If you are in the U.S. as a nonimmigrant (most likely with a visa), various conditions apply to your stay. For example, if you're a tourist, you're not allowed to work. If you are a J-1 exchange student, you're not allowed to quit your program and take a job.
If you fail to abide by these conditions and maintain your nonimmigrant status, you become deportable.
It sounds harsh, but it's a crime for immigrants (green card holders) not to submit immediate notifications to U.S. Citizenship and Immigration Services (USCIS) of their changes of address. Even nonimmigrants (on temporary visas with stays long enough that they're actually living in the U.S.) are expected to send in such notification.
You've got ten days. Use the Change of Address form on the USCIS website.
A number of crimes—though not all—can result in an immigrant's becoming deportable from the United States. The full list is at § 237(a) of the Immigration and Nationality Act, or I.N.A (8 U.S.C. § 1227.).
For example, crimes that can get a green card holder or nonimmigrant deported include alien smuggling, document fraud, domestic violence, crimes of "moral turpitude," drug or controlled substance offenses firearms trafficking, money laundering, fraud, espionage, sabotage, terrorism, and of course the classic serious crimes such as rape, murder, and any other "aggravated felonies."
Be aware that, if you are convicted of a crime, the court is not likely to directly label it a "crime of moral turpitude" or an "aggravated felony." You might simply be told that the crime is classified as, for example, a "felony" or even a lesser "misdemeanor" in your state. However, the immigration authorities will make their own judgment about how the crime is classified for immigration law purposes, with the result that certain misdemeanors can, in fact, make you deportable.
Someone who violates the immigration law by, for example, participating in a fraudulent marriage or helping smuggle other aliens into the United States, may be found deportable.
Anyone who has received a green card knows that proving that you will not become a "public charge"— that is, have to rely on need-based government assistance—was an important part of showing that you were not inadmissible to the United States and deserved a green card.

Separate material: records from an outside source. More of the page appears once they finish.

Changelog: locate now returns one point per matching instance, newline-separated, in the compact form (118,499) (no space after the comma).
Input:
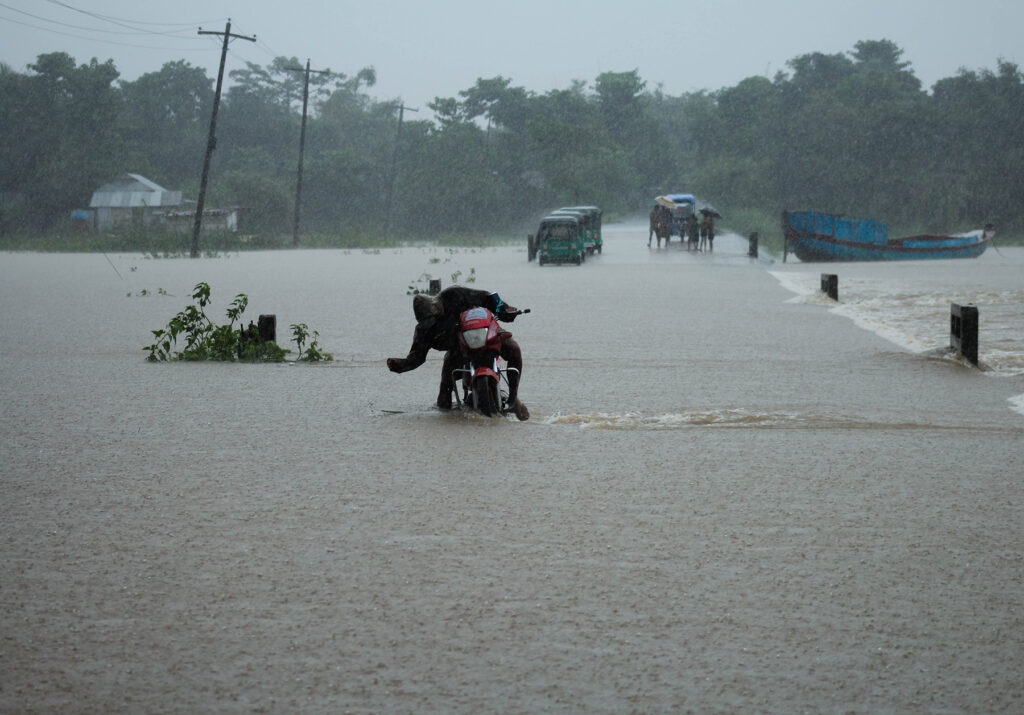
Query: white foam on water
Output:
(1017,404)
(635,420)
(915,318)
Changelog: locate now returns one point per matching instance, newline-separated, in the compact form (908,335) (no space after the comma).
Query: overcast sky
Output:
(426,49)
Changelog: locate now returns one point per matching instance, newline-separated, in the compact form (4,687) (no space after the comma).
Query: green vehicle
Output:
(590,221)
(593,242)
(559,240)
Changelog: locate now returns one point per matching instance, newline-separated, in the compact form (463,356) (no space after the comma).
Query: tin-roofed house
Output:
(131,199)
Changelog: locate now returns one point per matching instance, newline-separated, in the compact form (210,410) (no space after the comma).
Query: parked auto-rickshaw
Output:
(559,240)
(593,241)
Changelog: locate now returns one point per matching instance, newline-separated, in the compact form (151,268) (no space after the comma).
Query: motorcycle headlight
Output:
(475,338)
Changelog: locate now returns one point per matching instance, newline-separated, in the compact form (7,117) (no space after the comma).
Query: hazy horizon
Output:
(421,52)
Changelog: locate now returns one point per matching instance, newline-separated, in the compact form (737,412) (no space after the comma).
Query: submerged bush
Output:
(206,340)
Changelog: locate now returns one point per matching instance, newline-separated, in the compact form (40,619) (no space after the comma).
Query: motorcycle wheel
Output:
(485,395)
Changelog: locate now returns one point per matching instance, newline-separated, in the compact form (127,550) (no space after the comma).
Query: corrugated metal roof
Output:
(130,191)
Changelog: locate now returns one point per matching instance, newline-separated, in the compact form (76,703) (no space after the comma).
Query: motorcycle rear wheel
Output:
(485,395)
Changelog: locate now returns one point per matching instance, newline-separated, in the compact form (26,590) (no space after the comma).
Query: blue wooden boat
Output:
(816,236)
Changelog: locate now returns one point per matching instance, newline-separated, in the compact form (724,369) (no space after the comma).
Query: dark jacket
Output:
(441,332)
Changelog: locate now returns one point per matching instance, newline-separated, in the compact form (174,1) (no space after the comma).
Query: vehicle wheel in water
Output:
(484,395)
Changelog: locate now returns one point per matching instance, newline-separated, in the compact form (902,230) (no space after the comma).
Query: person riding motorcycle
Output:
(437,328)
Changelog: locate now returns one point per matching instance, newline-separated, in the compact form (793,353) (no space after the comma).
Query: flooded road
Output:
(732,495)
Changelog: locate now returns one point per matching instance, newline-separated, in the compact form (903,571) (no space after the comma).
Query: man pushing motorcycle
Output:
(437,328)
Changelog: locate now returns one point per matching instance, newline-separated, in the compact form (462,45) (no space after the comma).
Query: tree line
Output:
(850,132)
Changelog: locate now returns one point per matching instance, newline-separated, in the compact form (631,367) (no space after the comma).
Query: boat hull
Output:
(816,236)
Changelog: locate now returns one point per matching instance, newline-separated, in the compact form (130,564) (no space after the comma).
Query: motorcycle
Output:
(483,377)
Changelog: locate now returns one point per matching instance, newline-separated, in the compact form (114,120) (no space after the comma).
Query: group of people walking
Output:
(699,235)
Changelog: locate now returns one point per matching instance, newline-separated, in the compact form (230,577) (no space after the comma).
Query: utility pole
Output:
(302,145)
(211,140)
(394,166)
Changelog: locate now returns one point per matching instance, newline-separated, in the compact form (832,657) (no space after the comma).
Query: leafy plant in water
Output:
(300,333)
(206,340)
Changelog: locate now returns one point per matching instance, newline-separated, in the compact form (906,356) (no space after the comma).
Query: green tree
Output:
(61,134)
(167,116)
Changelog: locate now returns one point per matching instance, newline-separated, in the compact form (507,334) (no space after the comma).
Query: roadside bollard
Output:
(829,285)
(964,331)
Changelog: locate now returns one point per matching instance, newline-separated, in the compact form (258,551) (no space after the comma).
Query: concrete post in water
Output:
(267,328)
(964,331)
(829,285)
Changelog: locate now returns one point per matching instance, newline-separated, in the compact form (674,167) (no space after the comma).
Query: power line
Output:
(122,22)
(78,27)
(95,39)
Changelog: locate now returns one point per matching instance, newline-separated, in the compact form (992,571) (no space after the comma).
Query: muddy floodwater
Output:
(733,494)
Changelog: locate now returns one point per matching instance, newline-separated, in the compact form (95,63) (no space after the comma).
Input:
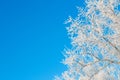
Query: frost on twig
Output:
(95,39)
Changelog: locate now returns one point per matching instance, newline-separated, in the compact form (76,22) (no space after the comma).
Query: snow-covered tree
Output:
(95,39)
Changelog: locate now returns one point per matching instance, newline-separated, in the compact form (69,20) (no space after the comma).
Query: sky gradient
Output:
(32,37)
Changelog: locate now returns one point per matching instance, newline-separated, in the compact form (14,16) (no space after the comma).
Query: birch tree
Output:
(95,40)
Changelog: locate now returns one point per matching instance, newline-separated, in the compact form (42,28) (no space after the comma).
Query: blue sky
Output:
(32,37)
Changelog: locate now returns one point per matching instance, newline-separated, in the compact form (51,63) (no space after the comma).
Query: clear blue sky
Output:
(32,37)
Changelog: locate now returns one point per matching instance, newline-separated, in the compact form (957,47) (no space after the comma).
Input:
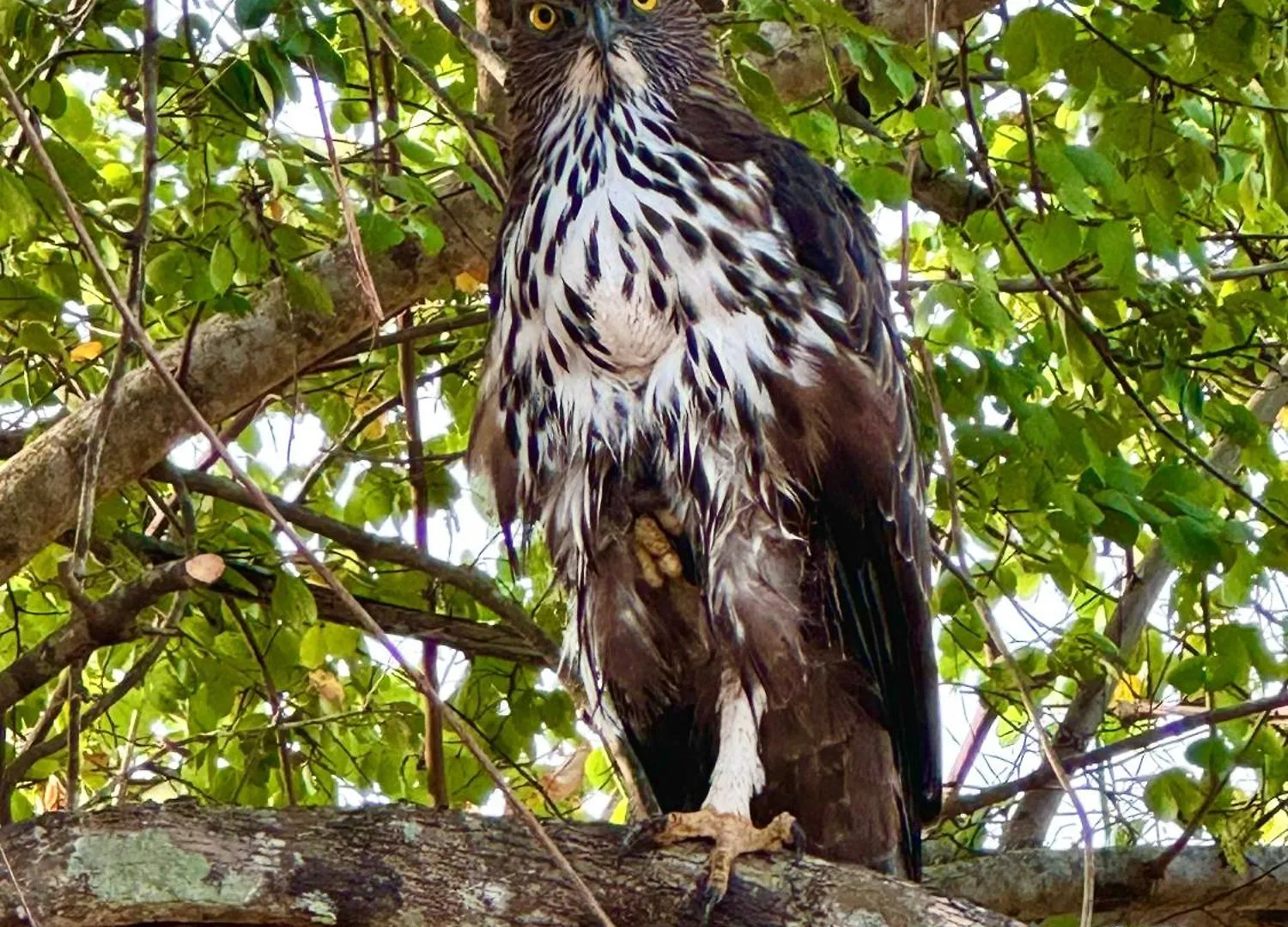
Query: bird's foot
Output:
(733,836)
(652,541)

The immigration laws follow this up with the statement that, "Any alien who, within five years after the date of entry; has become a public charge from causes not affirmatively shown to have arisen since entry is deportable." (See Section 237(a)(5) of the I.N.A., or 8 U.S.C. Section 1227(a).)
If you have a green card, your U.S. petitioner, and any other financial sponsor, are supposed to follow through with their promises to support you. They can also be asked to reimburse any agencies from which the immigrant received public assistance. If that doesn't work out, you might find yourself in deportation proceedings, or unable to reenter the U.S. after foreign travel.
If you are facing deportation (removal) due to one of the above-mentioned reasons or for any other reason, consider speaking with an immigration attorney as soon as possible.